When you opened the pit, the fishes had decayed into a stinking paste, the stench of which would blow your head off and destroy your sense of smell for a week. Holding your breath, you scooped up the paste and fried it. But you had to stay to windward or you’d suffocate. When it cooled, you shaped it into blocks and sold it for a fortune. Prewar, ten cents a cube. Now maybe ten dollars a sliver. Why a delicacy? It was pure protein. And a tiny fraction would flavor a whole bowl of rice. Of course you could easily get dysentery from it. But if it’d been aged right and cooked right and hadn’t been touched by flies, it was all right.

But you never asked. You just said, “Colonel, you’re a genius” and spooned it into your rice and enjoyed it.

“Take some up to Mac, eh?”

“Good idea. But he’s sure to complain it’s not cooked enough.”

“Old Mac’d complain if it was cooked to perfection—” Larkin stopped. “Hey, Johnny” he called to the tall man walking past, leading a scrawny mongrel on a tether. “Would you like some blachang, cobber?”

“Would I?”

They gave him a portion on a banana leaf and talked of the weather and asked how the dog was. John Hawkins loved his dog above all things. He shared his food with it—astonishing the things a dog would eat—and it slept on his bunk. Rover was a good friend. Made a man feel civilized.

“Would you like some bridge tonight? I’ll bring a fourth,” Hawkins said.

“Can’t tonight,” Peter Marlowe said, maiming flies.

“I can get Gordon, next door,” suggested Larkin.

“Great. After dinner?”

“Good-oh, see you then.”

“Thanks for the blachang” Hawkins said as he left, Rover yapping happily beside him.

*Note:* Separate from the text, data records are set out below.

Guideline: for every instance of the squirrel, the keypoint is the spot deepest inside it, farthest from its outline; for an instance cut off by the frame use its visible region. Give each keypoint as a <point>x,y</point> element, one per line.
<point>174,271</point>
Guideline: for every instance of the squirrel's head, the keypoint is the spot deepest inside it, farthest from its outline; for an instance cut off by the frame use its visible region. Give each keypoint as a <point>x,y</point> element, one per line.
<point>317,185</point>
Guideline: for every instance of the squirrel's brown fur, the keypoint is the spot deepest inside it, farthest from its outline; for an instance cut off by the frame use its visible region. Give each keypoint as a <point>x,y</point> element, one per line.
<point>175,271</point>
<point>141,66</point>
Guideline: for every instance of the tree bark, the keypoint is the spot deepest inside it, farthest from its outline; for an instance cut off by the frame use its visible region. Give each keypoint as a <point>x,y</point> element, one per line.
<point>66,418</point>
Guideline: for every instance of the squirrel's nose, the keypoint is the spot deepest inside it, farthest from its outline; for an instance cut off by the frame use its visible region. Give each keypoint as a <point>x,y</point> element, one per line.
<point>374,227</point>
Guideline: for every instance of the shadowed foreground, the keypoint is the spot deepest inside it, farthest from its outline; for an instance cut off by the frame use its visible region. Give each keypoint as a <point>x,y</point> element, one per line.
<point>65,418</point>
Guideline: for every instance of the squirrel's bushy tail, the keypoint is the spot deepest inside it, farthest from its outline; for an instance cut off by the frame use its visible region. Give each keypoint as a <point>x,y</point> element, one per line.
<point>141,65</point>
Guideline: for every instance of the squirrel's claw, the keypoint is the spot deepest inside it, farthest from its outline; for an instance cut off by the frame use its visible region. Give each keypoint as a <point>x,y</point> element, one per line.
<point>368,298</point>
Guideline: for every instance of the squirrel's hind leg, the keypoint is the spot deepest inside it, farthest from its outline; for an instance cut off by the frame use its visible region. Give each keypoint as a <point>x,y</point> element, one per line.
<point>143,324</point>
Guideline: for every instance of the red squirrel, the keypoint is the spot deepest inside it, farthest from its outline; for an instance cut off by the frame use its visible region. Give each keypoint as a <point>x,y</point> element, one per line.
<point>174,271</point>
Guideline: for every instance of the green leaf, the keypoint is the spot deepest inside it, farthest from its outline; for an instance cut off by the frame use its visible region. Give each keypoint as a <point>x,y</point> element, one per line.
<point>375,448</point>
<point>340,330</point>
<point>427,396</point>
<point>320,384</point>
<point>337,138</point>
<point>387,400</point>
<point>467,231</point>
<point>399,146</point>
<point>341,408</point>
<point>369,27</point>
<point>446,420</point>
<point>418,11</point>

“How the hell he gets enough to feed himself and that dingo, damned if I know,” Larkin said. “Or kept him out of some bugger’s billy can for that matter!”

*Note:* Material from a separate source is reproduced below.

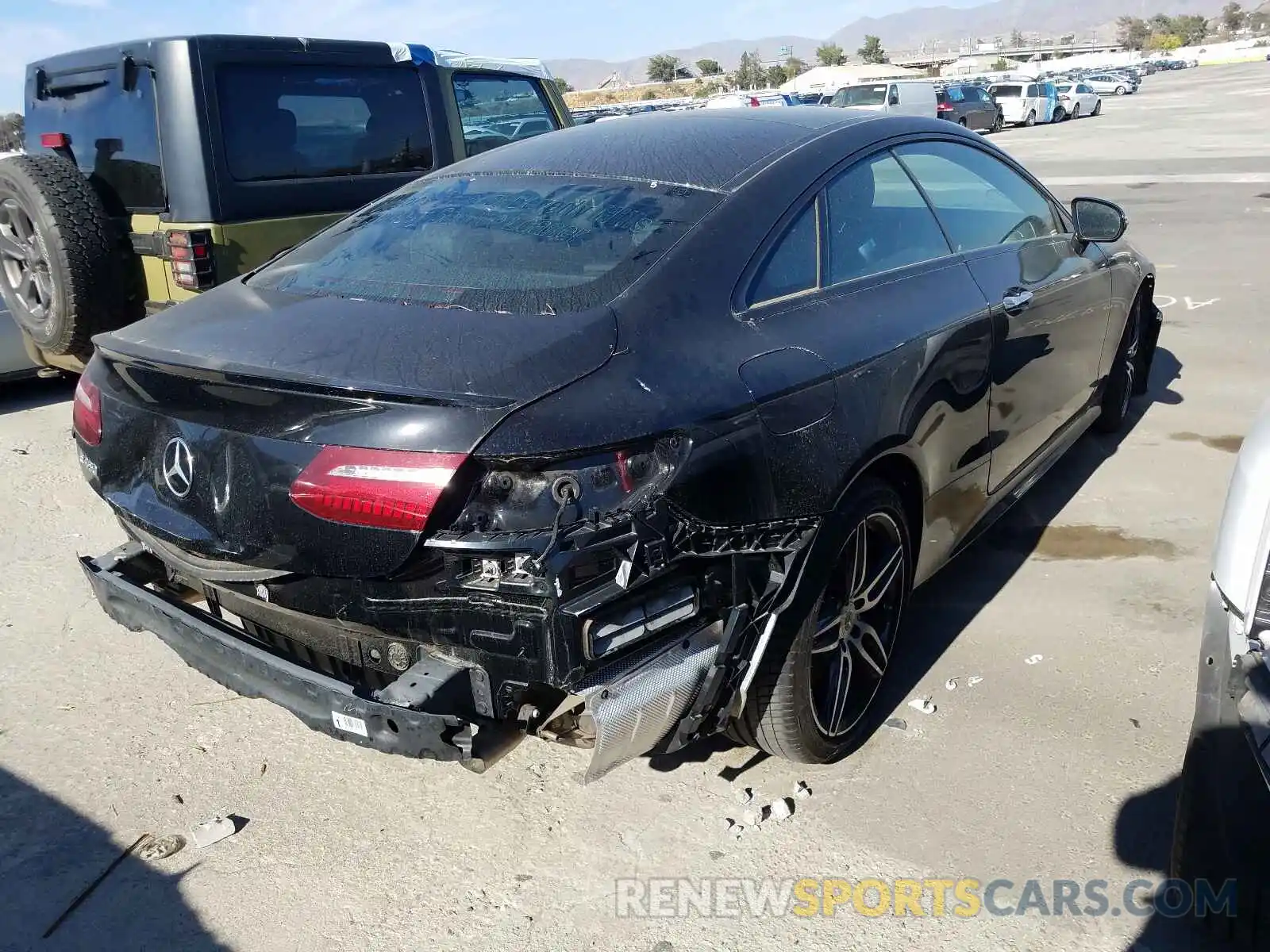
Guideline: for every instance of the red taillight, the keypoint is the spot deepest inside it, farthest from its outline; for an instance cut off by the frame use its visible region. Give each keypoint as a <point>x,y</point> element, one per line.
<point>192,264</point>
<point>87,414</point>
<point>389,489</point>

Peter Marlowe stirred his rice, mixing the blachang carefully. He wanted very much to share the secret of his trip tonight with Larkin. But he knew it was too dangerous.

Grace Ewart clung to life with the tenacity of her heritage, the tenacity that had spawned her forebears through the years, keeping them alive through the evils and degradations that people call history and Industrial Revolution. Grace Ewart grew up in Birmingham, in the Black Country. It was called the Black Country because the soot and touchable-smoke from the furnaces and factories settled on the landscape and roofs and walls and inside the houses of the seething mass of slums that stretch north, town joined to town and to Manchester and beyond. From the Black Country came the industrial wealth of England—knives, guns, capital equipment, buttons, toys, grenades, chemicals, plates and cups and saucers and pottery, glass, everything and anything. A busy hive of ants laboring on the produce of the world. Chains and ships and airplanes and guns and explosives and now all the war tools, little and big.

Grace Ewart’s forebears—the Tumbolds—had always lived and died in the Black Country. They were proud of their heritage in pottery. Tumbolds had always been in pottery. Her father was a foreman, like his father before him. And his father before him. Old Bert Tumbold, her father, had said many times, “You listen, Grace, me girl. Wun day, your son’ll be in the shop, an’ a good life it is.” Bert had disapproved greatly of Harold Ewart. “Don’t hold with them white collar workers, nothin’ but pansies, I’ll be bound.”